Mensapen, onze nauwste nog levende
verwanten, vormen hechte groepen met een hoge mate van onderlinge verbondenheid.
Ze beschikken over een soms verbluffende mate van empathie en
voorstellingsvermogen, en er zijn sterke aanwijzingen dat zij betekenis geven
aan elkaar en gevoel hebben voor het volgen van regels. Elk van deze
eigenschappen kan een bouwsteen zijn voor de menselijke religie en verbeelding.

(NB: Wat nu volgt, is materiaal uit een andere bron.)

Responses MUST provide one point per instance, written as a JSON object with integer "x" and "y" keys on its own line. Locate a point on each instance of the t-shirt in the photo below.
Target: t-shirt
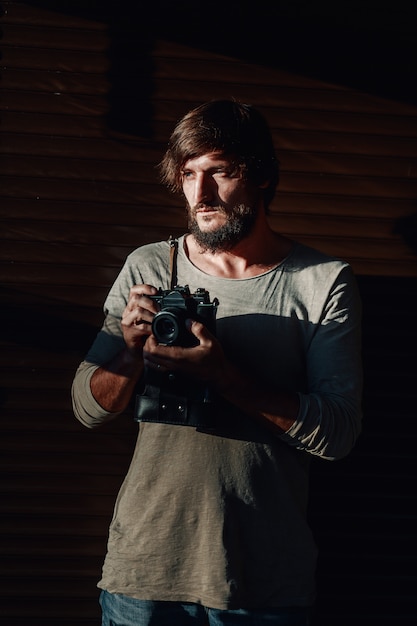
{"x": 219, "y": 517}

Het vermogen zich in de plaats van de ander te stellen ligt immers aan de basis
van de gulden regel, die de kern uitmaakt van alle spiritualiteit en
religies.
Van de miljoenen jaren waarin onze voorouders zich van hun
mensaapachtige voorouders hebben verwijderd blijven echter alleen materiële
sporen over. Maar volgens King kunnen we geredelijk aannemen dat de onderlinge
emotionele afhankelijkheid zich in deze periode verlengde en verdiepte. Zo
ontstond een rijk innerlijk leven van gezamenlijke creativiteit en
betekenisverlening. Over deze periode blijft ze echter noodgedwongen erg
vaag.
Pas met de Neanderthalmens vinden we duidelijke sporen van
verbeeldingskracht en symbolisch denken. De talrijke vondsten van
grotschilderingen en grafgiften die zij uitgebreid beschrijft wijzen volgens
Barbara King op spirituele activiteiten. In die periode manifesteert zich een
soort culturele evolutie in het gedrag die de behoefte aan verbondenheid met
elkaar op een ander, hoger plan brengt. Of er toen ook al sprake was van een
coherente religie kan uit de vondsten echter niet worden afgeleid.
In
haar boek verzamelt King een massa sprekende voorbeelden van de spirituele
activiteiten en het leven van onze voorouders. Ze onderzoekt hoe de behoefte aan
verbondenheid bij onze uitgestorven voorouders tot uiting is gekomen en ze doet
dat grondig. Ze beschrijft uitvoerig de aanwijzingen voor de voortschrijdende
spiritualiteit bij onze voorouders. Die schrijft zij toe aan het toenemend
vermogen om symbolisch te denken. En dit brengt ze dan weer in verband met de
hechte emotionele relatie tussen moeder en kind.
Maar een beschrijving,
hoe goed uitgewerkt ook, is nog geen verklaring. Het beloofde verband tussen
onze behoefte aan emotionele verbondenheid met andere mensen, ons symbolisch
vermogen en het gevoel van verbondenheid met de voorgestelde wereld van goden en
geesten wordt niet duidelijk uitgeklaard. We krijgen geen samenhangende
verklaring waarom mensen een emotionele binding met het heilige
ontwikkelden. King belooft dus meer dan ze waarmaakt. Op zich zou dat niet zo
erg zijn. Het zou getuigen van gebrek aan realisme als we het verband tussen de
behoefte aan verbondenheid en spiritualiteit en religie zouden afwijzen of
negeren.
De materialistische benadering, die de oorsprong van het
godsidee in de genen of hersenen zoekt, schiet daarom volgens haar hopeloos
tekort. De genetische verklaring doet inderdaad geen recht aan de complexiteit
van religie en spirituele ervaringen. Dit is echter ook niet de bedoeling van
dit verklaringsmodel. Ook de cognitief antropologische verklaring van Pascal
Boyer, die nochtans zeer degelijk gefundeerd is, krijgt van haar een
onvoldoende.
Je zou dan verwachten een minstens even coherente en
systematische alternatieve visie geserveerd te krijgen. Dit is echter niet het
geval. Het betoog van King is eerder slordig en rommelig uitgewerkt en
gepresenteerd. Ik denk dat haar verklaringspiste wel zeer interessant is. Die
staat echter niet tegenover de andere, maar is er een aanvulling op en onderdeel
van. En ze had die veel systematischer en inzichtelijker mogen uitwerken.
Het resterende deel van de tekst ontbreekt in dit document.